In [1]:
from sklearn.linear_model import LogisticRegression
import argparse
import os
import numpy as np
from sklearn.metrics import mean_squared_error
import joblib
from sklearn.model_selection import train_test_split
from sklearn.preprocessing import OneHotEncoder
import pandas as pd
from azureml.core.run import Run
from azureml.data.dataset_factory import TabularDatasetFactory
from azureml.core import Workspace, Dataset
from azureml.core import Workspace,ScriptRunConfig,Experiment, Run

print("SDK version:", azureml.core.VERSION)

SDK version: 1.19.0


**Dataset**

TODO: Get data. In the cell below, write code to access the data you will be using in this project. Remember that the dataset needs to be external.

In [2]:
ws = Workspace.from_config()
experiment_name = 'lv-hyperparameter'

exp=Experiment(ws, experiment_name)

In [3]:
run = exp.start_logging()

In [4]:
from azureml.core.compute import ComputeTarget, AmlCompute
from azureml.core.compute_target import ComputeTargetException

# TODO: Create compute cluster
# Use vm_size = "Standard_D2_V2" in your provisioning configuration.
# max_nodes should be no greater than 4.


   # Choose a name for your CPU cluster
cpu_cluster_name = "cpu-cluster"

   # Verify that cluster does not exist already
try:
    cpu_cluster = ComputeTarget(workspace=ws, name=cpu_cluster_name)
    print('Found existing cluster, use it.')
except ComputeTargetException:
    compute_config = AmlCompute.provisioning_configuration(vm_size='STANDARD_D2_V2',
                                                              max_nodes=4)
    cpu_cluster = ComputeTarget.create(ws, cpu_cluster_name, compute_config)
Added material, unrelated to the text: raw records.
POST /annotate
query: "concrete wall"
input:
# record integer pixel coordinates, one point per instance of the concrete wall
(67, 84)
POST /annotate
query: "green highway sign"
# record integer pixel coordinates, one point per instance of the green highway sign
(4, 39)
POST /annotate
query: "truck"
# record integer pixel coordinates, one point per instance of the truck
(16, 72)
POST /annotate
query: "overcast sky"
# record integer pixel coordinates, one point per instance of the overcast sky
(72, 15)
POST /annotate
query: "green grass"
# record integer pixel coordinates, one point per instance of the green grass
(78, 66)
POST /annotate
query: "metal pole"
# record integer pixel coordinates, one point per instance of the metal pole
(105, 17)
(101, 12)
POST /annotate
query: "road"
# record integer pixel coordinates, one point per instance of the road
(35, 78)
cpu_cluster.wait_for_completion(show_output=True)

    # For a more detailed view of current AmlCompute status, use get_status()
print(cpu_cluster.get_status().serialize())

Creating
Succeeded
AmlCompute wait for completion finished

Minimum number of nodes requested have been provisioned
{'currentNodeCount': 0, 'targetNodeCount': 0, 'nodeStateCounts': {'preparingNodeCount': 0, 'runningNodeCount': 0, 'idleNodeCount': 0, 'unusableNodeCount': 0, 'leavingNodeCount': 0, 'preemptedNodeCount': 0}, 'allocationState': 'Steady', 'allocationStateTransitionTime': '2021-01-01T03:20:12.451000+00:00', 'errors': None, 'creationTime': '2021-01-01T03:20:05.851100+00:00', 'modifiedTime': '2021-01-01T03:20:22.072502+00:00', 'provisioningState': 'Succeeded', 'provisioningStateTransitionTime': None, 'scaleSettings': {'minNodeCount': 0, 'maxNodeCount': 4, 'nodeIdleTimeBeforeScaleDown': 'PT120S'}, 'vmPriority': 'Dedicated', 'vmSize': 'STANDARD_D2_V2'}


**Hyperdrive Configuration**

TODO: Explain the model you are using and the reason for chosing the different hyperparameters, termination policy and config settings.

In [6]:
from azureml.widgets import RunDetails
from azureml.train.sklearn import SKLearn
from azureml.train.dnn import TensorFlow
from azureml.train.hyperdrive.run import PrimaryMetricGoal
from azureml.train.hyperdrive.policy import BanditPolicy
from azureml.train.hyperdrive.sampling import RandomParameterSampling
from azureml.train.hyperdrive.runconfig import HyperDriveConfig
from azureml.train.hyperdrive.parameter_expressions import uniform, normal, choice
import os,shutil


# TODO: Create an early termination policy. This is not required if you are using Bayesian sampling.
early_termination_policy = BanditPolicy(slack_factor = 0.15, evaluation_interval=2)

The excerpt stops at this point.